- Joined
- Feb 2, 2010
- Messages
- 27,101
- Reaction score
- 12,359
- Location
- Granada, España
- Gender
- Male
- Political Leaning
- Libertarian - Left
... the idea there is as many forms as practitioners. I do not think this is the best way to put it, certainly everyone's spiritual journey, even in Christianity, is individual, but everyone also requires the support of a living religious form and tradition. If you completely try and turn such a religion into pick'n'mix then you will not get far.
Tradition is very important in all Buddhist thought. Each school, especially important in Zen, traces its teachings back through a line of masters to its foundations. If you follow a particular tradition, you will be aware of that lineage, but you are never expected to accept anything on faith alone. You must use your own reason, your own mind and you must meditate.
There is an extent to which one can 'pick'n'mix'. In doing so you may stray away from the traditional teachings of the school whose teachings you learned your practice from, but if that works for you, what's the problem? Without dogma, no one is going to say, "you aren't following our teachings, you are not a Buddhist, you must leave our school". There is no membership of schools, indeed most people who practice Buddhist teachings would never call themselves a Buddhist because doing so feeds into dualism, the sense of 'this' and 'other'. We are all the same, we are all part of one existence, so saying, "I am this" and "You are that" perpetuates the false perception of a world divided into individuals. The idea of the oneness of self and environment is fairly central in many schools of Buddhist teaching.

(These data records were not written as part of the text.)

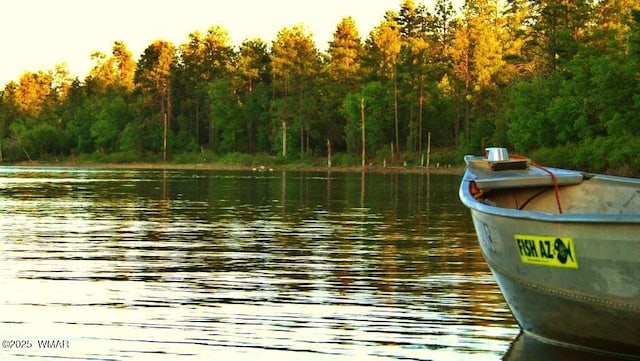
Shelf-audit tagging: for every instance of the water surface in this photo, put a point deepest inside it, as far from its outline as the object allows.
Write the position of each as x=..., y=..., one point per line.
x=159, y=264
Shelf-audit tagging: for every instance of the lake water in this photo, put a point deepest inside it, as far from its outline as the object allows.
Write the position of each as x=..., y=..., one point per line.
x=227, y=265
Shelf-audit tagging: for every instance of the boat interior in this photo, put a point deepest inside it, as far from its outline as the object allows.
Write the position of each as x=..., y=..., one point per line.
x=577, y=193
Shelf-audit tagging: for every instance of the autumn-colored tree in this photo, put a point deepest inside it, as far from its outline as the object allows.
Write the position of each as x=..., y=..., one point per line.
x=153, y=79
x=295, y=64
x=383, y=48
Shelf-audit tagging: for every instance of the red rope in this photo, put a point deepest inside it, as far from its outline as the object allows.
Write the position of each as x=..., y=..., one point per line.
x=554, y=179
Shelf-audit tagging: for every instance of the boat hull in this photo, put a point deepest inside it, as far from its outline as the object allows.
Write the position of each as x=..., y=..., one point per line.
x=573, y=281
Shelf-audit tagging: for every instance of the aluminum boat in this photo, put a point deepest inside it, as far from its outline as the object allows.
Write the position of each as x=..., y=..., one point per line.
x=564, y=247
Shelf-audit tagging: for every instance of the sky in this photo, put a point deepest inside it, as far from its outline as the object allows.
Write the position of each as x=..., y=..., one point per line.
x=35, y=35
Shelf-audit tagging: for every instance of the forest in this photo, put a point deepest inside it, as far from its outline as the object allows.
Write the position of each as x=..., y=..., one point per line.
x=557, y=80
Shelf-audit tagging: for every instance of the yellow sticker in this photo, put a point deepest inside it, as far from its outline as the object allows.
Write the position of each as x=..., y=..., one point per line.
x=547, y=251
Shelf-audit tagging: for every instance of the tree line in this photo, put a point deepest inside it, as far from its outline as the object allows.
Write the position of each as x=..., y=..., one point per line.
x=554, y=78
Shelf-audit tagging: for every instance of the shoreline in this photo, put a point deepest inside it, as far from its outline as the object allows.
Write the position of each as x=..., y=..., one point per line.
x=453, y=170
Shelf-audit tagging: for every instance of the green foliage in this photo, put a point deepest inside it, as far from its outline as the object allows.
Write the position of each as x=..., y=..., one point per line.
x=558, y=80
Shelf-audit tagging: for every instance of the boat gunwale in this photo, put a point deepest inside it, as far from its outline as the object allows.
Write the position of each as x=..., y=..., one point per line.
x=469, y=201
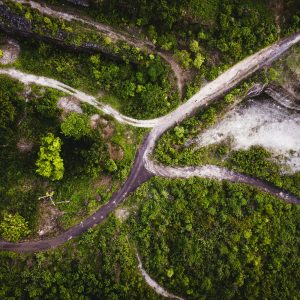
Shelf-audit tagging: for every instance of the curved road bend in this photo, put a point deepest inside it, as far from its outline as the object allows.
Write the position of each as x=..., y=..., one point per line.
x=137, y=176
x=115, y=36
x=144, y=168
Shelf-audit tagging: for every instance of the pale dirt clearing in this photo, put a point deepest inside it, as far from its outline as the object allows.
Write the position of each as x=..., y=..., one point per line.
x=153, y=284
x=261, y=123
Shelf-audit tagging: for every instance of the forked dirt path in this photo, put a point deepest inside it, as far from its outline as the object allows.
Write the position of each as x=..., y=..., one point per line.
x=144, y=168
x=115, y=36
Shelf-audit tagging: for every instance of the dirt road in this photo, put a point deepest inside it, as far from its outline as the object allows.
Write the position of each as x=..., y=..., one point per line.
x=144, y=168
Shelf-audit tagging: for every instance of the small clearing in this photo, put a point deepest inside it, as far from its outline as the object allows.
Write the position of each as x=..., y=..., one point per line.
x=259, y=122
x=48, y=218
x=122, y=214
x=69, y=104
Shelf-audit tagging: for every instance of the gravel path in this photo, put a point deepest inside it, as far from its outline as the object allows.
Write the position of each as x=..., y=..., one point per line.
x=143, y=168
x=115, y=36
x=83, y=97
x=153, y=284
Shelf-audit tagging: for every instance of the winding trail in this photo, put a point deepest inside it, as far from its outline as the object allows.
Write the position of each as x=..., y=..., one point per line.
x=115, y=36
x=144, y=168
x=153, y=284
x=83, y=97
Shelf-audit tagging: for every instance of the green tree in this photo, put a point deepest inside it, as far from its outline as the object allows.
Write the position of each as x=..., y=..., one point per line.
x=198, y=61
x=194, y=46
x=49, y=162
x=13, y=227
x=111, y=166
x=76, y=126
x=184, y=58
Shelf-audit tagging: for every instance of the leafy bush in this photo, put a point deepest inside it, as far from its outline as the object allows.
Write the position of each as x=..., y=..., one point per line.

There's no merit placed upon affiliation to a particular school or tradition. I first learned about meditation and Buddhist practice from a monk connected to a monastery of Tibetan tradition. I found greater depth in study and practice with an order of monks from a Japanese Zen tradition, and I now practice a more Zen-like style of meditation and go on retreats at a Zen centre from a different lineage. I have been on retreat at monasteries of Thai and Khmer Theravada tradition and another of Chinese Chi-an tradition. No one was interested in knowing what my background in practice had been. They simply accepted and taught me the knowledge accumulated by their tradition. I was welcome to participate in their services and ceremonies without having to accept their philosophical viewpoints.
You could ask, therefore, am I a Buddhist. I would answer that I am nothing.